Intrinsically disordered proteins (IDPs) are associated with various diseases and have been proposed as promising drug targets. However, conventional structure-based approaches cannot be applied directly to IDPs, due to their lack of ordered structures. Here, we describe a novel computational approach to virtually screen for compounds that can simultaneously bind to different IDP conformations. The test system used c-Myc, an oncoprotein containing a disordered basic helix-loop-helix-leucine zipper (bHLH-LZ) domain that adopts a helical conformation upon binding to Myc-associated factor X (Max). For the virtual screen, we used three binding pockets in representative conformations of c-Myc370-409, which is part of the disordered bHLH-LZ domain. Seven compounds were found to directly bind c-Myc370-409 in vitro, and four inhibited the growth of the c-Myc-overexpressing cells by affecting cell cycle progression. Our approach of IDP conformation sampling, binding site identification, and virtual screening for compounds that can bind to multiple conformations provides a useful strategy for structure-based drug discovery targeting IDPs.

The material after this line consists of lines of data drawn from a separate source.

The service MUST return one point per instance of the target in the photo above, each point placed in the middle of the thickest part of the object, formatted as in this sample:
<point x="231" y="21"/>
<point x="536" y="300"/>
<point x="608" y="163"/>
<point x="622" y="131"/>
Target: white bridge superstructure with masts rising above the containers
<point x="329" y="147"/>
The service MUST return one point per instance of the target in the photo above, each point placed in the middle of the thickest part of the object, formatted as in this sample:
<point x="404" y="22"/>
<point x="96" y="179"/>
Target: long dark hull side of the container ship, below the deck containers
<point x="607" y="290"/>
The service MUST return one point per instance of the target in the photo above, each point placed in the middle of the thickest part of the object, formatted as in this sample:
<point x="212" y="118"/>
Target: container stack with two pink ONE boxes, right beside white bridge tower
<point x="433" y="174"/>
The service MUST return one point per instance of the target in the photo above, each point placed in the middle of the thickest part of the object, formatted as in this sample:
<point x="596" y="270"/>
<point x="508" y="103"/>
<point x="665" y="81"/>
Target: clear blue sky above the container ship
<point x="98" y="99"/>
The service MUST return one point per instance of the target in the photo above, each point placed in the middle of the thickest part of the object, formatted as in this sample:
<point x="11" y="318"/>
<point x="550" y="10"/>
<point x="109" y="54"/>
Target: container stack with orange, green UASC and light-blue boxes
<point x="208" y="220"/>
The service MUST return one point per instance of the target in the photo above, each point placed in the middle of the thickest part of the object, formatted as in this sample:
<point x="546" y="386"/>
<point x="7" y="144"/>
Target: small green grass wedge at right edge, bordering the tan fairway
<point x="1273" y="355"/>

Figure 1. Chemical structures of the active compounds.

Figure 2. Activities of PKUMDL-YC-1205 in cell-free assays.

(a) CD spectra of c-Myc_370–409 with indicated concentrations of PKUMDL-YC-1205 (left) and dose-response curve at 196 nm (right). The apparent K_d of PKUMDL-YC-1205 was 61.8 ± 0.7 μM, as predicted by the Hill equation. (b) SPR direct binding curves of the indicated concentrations of PKUMDL-YC-1205 (left). The K_d value was 18 ± 12 μM based on affinity fitting of the dose-response curve (right). Data represent the mean ± standard deviation of three independent experiments.

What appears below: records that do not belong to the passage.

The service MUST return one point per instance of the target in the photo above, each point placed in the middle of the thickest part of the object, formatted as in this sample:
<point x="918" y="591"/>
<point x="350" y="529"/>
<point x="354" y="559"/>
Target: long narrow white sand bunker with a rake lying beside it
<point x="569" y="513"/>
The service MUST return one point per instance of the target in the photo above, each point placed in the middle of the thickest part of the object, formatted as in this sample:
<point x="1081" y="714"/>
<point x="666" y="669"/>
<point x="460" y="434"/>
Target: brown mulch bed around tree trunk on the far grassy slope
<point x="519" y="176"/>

Figure 3. Activities of PKUMDL-YC-1205 in cell-based assays.

(a) Growth inhibition of HL-60 cells by PKUMDL-YC-1205 was assessed by the MTT assay after exposure to indicated concentrations of PKUMDL-YC-1205 for 72 hours. The EC₅₀ was 40.0 ± 1.9 μM. (b) Percentage of HL-60 cells in different phases of the cell cycle after treatment with 17.8 μM, 26.7 μM, and 40.0 μM PKUMDL-YC-1205 for 24 hours. Data represent the mean ± standard deviation of three independent experiments. (c) c-Myc mediated transcriptional activity in HL-60 cells was blocked. Data represent the mean ± standard error of three independent experiments. *p < 0.05, **p < 0.01, ***p < 0.005.

Figure 4. PKUMDL-YC-1205 blocks the interaction between c-Myc_370–409 and Max.

(a) PKUMDL-YC-1205 abolished cMyc_370–409 binding to Max in the SPR competitive assay at the indicated concentrations. (b) PKUMDL-YC-1205 disrupted the Max-Max/c-Myc-Max dimerization equilibrium. Chemical cross-linking and anti-Max western blotting results are shown (left). Blackness integrals of the GST-Max homodimer percentage are shown as a histogram (right). Data represent the mean ± standard deviation of two independent experiments. *p < 0.05.

Figure 5. NMR study of PKUMDL-YC-1205 binding with c-Myc_370–409.

(a) Partially enlarged details of overlapped ¹H-¹H TOCSY spectrum of c-Myc_370–409 with (green) and without (red) PKUMDL-YC-1205. (b) STD NMR spectrum of PKUMDL-YC-1205 with c-Myc_370–409 (molar ratio 50:1). (c) One binding model of c-Myc_370–409 with PKUMDL-YC-1205. c-Myc_370–409 is represented in green and PKUMDL-YC-1205 is represented in pink.

Figure 6. PKUMDL-YC-1205 binds to multiple conformations of c-Myc_370–409 in molecular dynamics simulations.

Conformations from the five simulations of c-Myc_370–409 with PKUMDL-YC-1205 were clustered. The c-Myc_370–409 structures are depicted in a rainbow (from blue at the N-terminal to red at the C-terminal) and PKUMDL-YC-1205 structures are depicted at the centres of mass as green dots.